Recruiting original stock from Earth seems like a solution, but the Kiposi are shocked to find that the people of Earth, coping with over-population and economic pressures, don't measure up to Kiposi societal ideals. Still, they skim off the best and brightest, dangling the bait of a chance for education, a good job, a better life. Perhaps they had good intentions at first, but by the time the earthlings arrive, they're automatically second-class citizens at best, indentured servants (we don't call them slaves) with almost no rights.
Abby and her siblings are among those who pass the tests and make the trip. Abby's sister is young enough to qualify for adoption, but Abby herself, a woman of child-bearing age, is seen as breeding stock. It's cultural shock with a vengeance as Abby struggles to get answers and to cope with her situation.
Abby's a strong person, a survivor, who has to adapt to a new world while dealing with physical and emotional trauma. I won't give away details, but it seems to me that the despised Khlorosans are a lot more "human" than the Kiposi. This is an adventure story with plenty of action and suspense, narrow escapes, ominous portents, and in general enough going on to make you keep turning pages. I blame Elizabeth for my staying up far too late reading.
*If you don't want a spoiler-don't continue reading, just buy the book and enjoy it!*
The short blurb is only the beginning of what the story is really about. Abby, the main character, has it pretty rough after she makes it to Kipos. There's a weakness in her character that you pity as one bad thing after another happens to her and she just accepts it as her fate rather than fighting back. It was a bit too dark for my taste. I don't enjoy reading sexually graphic novels, but there was something about the character that kept me wanting to read, just so she wouldn't remain stuck on Kipos forever. You take on a sort of older sibling complex with wanting to protect Abby from what comes next. It's not until she escapes a quarter of the way through and finds the Revelation, that the story really begins to take a turn for the better.
After she is rescued and given a fair chance at a real life, Abby begins to discover who she really is. Through trials and tribulations she is tested, and rather than folding like she did back on Kipos, she begins to stand up for herself and take chances. Her character grows and you finally find something about her to latch onto and root for.
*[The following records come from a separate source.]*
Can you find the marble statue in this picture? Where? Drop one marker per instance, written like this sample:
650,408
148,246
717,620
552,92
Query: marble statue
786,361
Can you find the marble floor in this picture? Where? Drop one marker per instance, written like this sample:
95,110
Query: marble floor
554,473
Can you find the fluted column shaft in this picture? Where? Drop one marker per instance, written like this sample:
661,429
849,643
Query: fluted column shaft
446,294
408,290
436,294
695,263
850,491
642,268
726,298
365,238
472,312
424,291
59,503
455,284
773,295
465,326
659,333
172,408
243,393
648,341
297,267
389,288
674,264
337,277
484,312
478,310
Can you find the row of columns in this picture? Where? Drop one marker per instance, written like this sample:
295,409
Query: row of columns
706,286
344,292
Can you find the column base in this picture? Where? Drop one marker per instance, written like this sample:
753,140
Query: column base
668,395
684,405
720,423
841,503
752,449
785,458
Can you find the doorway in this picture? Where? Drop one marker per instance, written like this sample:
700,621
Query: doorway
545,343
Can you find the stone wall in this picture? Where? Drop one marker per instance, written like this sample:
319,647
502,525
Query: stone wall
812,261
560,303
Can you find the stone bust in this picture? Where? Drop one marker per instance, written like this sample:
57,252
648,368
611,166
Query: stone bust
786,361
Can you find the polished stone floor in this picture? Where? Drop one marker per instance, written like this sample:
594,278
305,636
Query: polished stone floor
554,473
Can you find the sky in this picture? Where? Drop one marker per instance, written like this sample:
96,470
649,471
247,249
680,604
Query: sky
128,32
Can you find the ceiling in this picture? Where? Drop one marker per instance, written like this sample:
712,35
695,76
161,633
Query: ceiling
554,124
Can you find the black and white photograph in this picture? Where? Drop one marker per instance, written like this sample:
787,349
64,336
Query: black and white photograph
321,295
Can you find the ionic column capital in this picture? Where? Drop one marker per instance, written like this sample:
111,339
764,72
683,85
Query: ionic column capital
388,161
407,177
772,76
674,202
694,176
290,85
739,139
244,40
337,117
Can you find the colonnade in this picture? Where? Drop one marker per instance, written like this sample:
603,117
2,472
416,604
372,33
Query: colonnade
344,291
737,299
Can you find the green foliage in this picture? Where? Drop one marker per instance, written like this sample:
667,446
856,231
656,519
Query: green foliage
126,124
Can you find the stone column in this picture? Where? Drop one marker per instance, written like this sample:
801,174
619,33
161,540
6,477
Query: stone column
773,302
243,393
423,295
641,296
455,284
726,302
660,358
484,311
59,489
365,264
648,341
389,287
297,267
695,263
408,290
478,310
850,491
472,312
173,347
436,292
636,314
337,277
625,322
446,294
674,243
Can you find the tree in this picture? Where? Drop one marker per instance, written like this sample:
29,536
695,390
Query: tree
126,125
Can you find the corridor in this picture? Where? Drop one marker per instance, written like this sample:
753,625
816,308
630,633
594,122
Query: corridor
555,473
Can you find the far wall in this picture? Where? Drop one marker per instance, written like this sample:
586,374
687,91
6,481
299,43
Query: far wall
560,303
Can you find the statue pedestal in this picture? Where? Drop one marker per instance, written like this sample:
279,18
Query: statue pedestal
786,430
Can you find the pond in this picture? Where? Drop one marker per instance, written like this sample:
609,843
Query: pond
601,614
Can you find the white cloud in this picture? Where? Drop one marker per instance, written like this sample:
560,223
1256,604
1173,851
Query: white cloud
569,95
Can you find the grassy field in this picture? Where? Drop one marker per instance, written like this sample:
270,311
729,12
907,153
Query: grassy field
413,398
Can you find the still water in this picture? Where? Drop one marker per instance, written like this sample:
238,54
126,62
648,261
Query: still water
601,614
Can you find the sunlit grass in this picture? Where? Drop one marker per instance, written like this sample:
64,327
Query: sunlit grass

Something every written character should have. She grows more confident in herself and begins to take control of her path and where she wants to be. Harden, the Captain of the ship, becomes a sort of father figure to her, and I believe he has a lot to do with the strength she was able to find inside herself. His rough demeanor, yet subtle, loving tendencies showed her that not everyone was a bad guy. Most importantly, not everyone was going to think she was a bad person.
Although I enjoy a stronger heroine in a novel, I rated this story four stars because through her weakness for men and her insecurities, she was able to find herself and become a stronger person. I love when a character can reach their lowest and still be able to come out on top. Her story ends as a happy one and I can easily say that the author did a great job with taking me to places I had never been, nor even dreamed about.